Tuesday, 9 March 2010

Citizen's Income Round-up

Emma Parker Bowles, writing in The Soaraway Sun:

... I went to stay with an unemployed single mum called Louisa and despite our backgrounds we bonded. She's lovely.

We went to the Jobcentre to look for work and spoke to a lady who dealt with single mums, who was very helpful. But I got a shock. We worked out Louisa is better off on benefits than if she had a job*. It's crazy this situation exists in modern Britain, it's just not right.

We looked into childcare for her toddler, Joshua, and while you do get some financial help for this if you start working, you lose out on other benefits. It seems nonsense, and this was someone who wants to work. How many other people must exist like her? And how can you blame them?

My eyes have been opened. Before, I felt there were people out there who fiddled the system and I was quite cocky about how easy it was to find work. Not now. I now have a lot of respect for people who are unemployed and hunting for work. It's hard and it's too easy for others to judge.

* And she'd be equally daft to get married to somebody with a job, which would cost her about £200 a week in benefits.

3 comments:

James Higham said...

* And she'd be equally daft to get married to somebody with a job, which would cost her about £200 a week in benefits.
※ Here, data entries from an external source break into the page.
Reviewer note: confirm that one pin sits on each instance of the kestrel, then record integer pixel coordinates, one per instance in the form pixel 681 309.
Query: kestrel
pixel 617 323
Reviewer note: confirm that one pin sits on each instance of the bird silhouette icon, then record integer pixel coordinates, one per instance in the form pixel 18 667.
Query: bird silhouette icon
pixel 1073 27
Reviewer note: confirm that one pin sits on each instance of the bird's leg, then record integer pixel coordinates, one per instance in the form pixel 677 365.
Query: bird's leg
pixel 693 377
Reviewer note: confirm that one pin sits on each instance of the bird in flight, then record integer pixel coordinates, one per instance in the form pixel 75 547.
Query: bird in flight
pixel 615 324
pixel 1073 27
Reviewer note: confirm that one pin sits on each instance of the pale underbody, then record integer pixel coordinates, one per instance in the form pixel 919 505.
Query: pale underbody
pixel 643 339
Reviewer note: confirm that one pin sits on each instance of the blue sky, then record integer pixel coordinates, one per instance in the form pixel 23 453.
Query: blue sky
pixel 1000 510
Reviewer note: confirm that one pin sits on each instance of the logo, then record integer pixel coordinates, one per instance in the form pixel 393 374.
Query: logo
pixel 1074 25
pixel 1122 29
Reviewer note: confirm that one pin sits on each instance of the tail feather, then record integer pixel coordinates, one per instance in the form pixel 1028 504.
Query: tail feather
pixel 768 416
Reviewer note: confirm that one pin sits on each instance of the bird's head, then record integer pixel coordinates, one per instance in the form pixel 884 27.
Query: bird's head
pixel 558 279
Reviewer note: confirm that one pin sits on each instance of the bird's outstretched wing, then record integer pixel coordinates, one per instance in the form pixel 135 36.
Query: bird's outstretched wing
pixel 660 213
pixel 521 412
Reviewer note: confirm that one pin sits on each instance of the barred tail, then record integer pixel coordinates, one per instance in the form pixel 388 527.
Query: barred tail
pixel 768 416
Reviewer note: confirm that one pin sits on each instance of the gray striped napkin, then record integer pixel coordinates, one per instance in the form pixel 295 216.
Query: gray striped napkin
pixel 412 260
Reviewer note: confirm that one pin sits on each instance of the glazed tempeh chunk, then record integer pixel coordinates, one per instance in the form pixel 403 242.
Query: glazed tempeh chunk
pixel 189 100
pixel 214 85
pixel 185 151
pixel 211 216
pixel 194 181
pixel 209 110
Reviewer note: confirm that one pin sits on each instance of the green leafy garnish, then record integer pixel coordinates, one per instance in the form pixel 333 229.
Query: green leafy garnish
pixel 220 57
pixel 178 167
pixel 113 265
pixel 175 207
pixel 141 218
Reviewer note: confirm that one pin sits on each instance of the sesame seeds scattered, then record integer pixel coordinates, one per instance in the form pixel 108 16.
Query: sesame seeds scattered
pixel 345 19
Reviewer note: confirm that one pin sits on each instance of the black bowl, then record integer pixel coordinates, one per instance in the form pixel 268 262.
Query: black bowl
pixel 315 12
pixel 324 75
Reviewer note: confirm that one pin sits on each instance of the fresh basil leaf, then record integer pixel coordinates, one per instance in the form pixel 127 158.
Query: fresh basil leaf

Any job under £780 pm for me would not cover the standing costs, before we look at food and travel. Dole would cover everything, with about £30 left to spend.

Anonymous said...

Just so we know what we are talking about here. it is not that benefits are too high - they are barely subsistence level. I defy anybody to survive on benefits for very long without running up huge debts. No, the problem is low wages. Why work your guts out in a low status job, enduring an insufferable bully as a boss and with little or no prospects, just to exist and nothing more? Imagine trying to live on £5.83 an hour. Amazingly millions do work for this pittance. That says more about human nature than the few who abuse the benefits system.

Mark Wadsworth said...

Anon, I never said that benefits were 'too high' or 'too low'. My workings assume that any universal benefits would be pegged at approx. Income Support or Pensions Credit levels (just to get the ball rolling).

It's the benefits trap - the withdrawal thereof if you do go to work - that bothers me, and yes, it is quite amazing that so many people go to work nonetheless.